DEFINISI royalti yang tercantum dalam undang-undang perpajakan berbagai negara sangat beragam. Begitu pula dengan definisi royalti yang termaktub dalam berbagai perjanjian pajak (tax treaties) juga berbeda-beda (IBFD, 2015).

Padahal, klasifikasi penghasilan sebagai royalti dalam konteks internasional merupakan hal yang penting. Pasalnya, banyak negara, khususnya negara berkembang, mengenakan pajak atas royalti yang dibayarkan kepada nonresiden.  

Sementara itu, tax treaty cenderung membatasi, baik secara keseluruhan sesuai dengan OECD Model maupun sebagian, hak pemajakan negara sumber atas royalti.

Lantas, sebenarnya apa definisi royalti dalam Persetujuan Penghindaran Pajak Berganda (P3B) dan dalam undang-undang perpajakan Indonesia?

Definisi Royalti dalam P3B
SECARA umum, royalti didefinisikan sebagai pembayaran untuk penggunaan aset tak berwujud (intangible asset) (Holmes, 2007).
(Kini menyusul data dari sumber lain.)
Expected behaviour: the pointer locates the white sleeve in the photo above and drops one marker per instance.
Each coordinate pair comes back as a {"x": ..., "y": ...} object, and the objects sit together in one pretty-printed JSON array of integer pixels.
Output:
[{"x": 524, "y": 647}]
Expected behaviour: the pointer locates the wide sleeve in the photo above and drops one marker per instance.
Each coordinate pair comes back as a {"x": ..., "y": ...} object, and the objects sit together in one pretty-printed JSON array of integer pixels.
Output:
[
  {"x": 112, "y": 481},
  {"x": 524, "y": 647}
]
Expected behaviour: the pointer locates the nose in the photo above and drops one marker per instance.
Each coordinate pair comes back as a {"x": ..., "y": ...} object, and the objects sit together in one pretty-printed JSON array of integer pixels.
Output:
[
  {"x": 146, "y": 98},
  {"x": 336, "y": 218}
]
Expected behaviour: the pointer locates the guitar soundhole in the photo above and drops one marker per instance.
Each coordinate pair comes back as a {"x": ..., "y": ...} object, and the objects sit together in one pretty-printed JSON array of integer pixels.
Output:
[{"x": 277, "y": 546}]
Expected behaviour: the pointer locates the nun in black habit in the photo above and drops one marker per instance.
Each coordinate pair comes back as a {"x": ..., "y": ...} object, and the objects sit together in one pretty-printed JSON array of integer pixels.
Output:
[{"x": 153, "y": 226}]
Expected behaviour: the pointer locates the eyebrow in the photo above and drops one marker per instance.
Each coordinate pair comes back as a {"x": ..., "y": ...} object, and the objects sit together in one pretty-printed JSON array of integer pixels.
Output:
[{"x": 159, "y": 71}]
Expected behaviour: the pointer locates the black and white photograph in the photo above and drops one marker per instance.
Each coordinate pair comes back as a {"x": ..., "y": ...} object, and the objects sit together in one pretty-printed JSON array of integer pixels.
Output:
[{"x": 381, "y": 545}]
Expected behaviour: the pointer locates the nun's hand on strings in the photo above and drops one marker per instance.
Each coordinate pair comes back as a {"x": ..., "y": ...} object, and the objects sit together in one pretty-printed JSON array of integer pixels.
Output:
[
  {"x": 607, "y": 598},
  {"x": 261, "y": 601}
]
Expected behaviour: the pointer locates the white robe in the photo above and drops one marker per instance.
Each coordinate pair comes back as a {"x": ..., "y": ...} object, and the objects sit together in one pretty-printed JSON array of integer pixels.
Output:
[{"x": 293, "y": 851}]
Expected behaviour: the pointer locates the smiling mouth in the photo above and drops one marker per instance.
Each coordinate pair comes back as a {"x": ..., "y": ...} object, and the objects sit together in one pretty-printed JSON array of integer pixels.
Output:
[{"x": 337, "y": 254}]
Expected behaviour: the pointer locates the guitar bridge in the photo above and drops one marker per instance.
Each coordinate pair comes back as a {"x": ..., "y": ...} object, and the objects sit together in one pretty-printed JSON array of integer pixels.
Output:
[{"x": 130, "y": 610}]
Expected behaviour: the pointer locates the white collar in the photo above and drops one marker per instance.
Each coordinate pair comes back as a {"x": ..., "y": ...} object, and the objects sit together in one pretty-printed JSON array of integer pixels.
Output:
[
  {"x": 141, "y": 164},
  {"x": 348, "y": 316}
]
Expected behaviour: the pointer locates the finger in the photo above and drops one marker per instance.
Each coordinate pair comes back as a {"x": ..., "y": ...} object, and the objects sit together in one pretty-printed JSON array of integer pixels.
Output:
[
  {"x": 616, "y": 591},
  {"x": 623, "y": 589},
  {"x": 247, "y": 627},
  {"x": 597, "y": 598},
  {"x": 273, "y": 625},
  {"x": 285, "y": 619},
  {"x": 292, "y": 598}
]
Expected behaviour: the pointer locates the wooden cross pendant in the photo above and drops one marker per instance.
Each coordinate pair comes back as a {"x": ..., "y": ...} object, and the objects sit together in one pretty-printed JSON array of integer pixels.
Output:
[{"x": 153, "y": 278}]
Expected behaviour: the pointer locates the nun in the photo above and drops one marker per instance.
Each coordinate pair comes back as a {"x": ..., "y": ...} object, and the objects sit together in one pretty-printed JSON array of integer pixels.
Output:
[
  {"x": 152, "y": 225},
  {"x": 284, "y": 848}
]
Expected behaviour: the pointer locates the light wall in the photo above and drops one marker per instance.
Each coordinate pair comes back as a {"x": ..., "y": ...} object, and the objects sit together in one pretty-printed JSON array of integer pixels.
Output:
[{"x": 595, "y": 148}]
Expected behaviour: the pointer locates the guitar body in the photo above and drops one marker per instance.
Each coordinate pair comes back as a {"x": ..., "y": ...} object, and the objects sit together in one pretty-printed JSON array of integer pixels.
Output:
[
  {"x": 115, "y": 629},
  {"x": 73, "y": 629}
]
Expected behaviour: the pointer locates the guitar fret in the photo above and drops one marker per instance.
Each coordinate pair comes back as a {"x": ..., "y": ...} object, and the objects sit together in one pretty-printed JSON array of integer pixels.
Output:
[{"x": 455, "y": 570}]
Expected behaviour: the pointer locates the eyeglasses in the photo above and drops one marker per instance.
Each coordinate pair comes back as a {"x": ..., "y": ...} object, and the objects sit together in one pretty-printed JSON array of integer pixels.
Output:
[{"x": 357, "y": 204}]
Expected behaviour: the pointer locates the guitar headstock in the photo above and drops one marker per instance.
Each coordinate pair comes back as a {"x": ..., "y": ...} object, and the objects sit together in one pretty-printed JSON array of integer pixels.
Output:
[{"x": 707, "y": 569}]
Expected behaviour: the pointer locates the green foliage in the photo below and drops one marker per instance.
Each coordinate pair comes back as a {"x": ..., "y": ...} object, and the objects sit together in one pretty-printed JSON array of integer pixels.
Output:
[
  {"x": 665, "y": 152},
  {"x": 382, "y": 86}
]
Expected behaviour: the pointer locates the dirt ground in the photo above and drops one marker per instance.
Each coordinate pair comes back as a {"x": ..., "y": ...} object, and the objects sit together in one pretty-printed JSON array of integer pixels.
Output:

Namun, kini definisi royalti juga mencakup pembayaran atas penggunaan hak kekayaan intelektual (intellectual property).

Untuk tujuan pajak internasional, pengertian royalti dalam P3B  umumnya mengikuti model yang dikembangkan oleh Organization for Economic Co-operation and Development (OECD) maupun model yang dikembangkan oleh United Nations (UN).

Adapun aspek pajak internasional atas royalti, termasuk pengertiannya, pada OECD Model dan UN Model diatur dalam Pasal 12.  Secara lebih rinci, Pasal 12 ayat (2) OECD Model mendefinisikan royalti sebagai berikut.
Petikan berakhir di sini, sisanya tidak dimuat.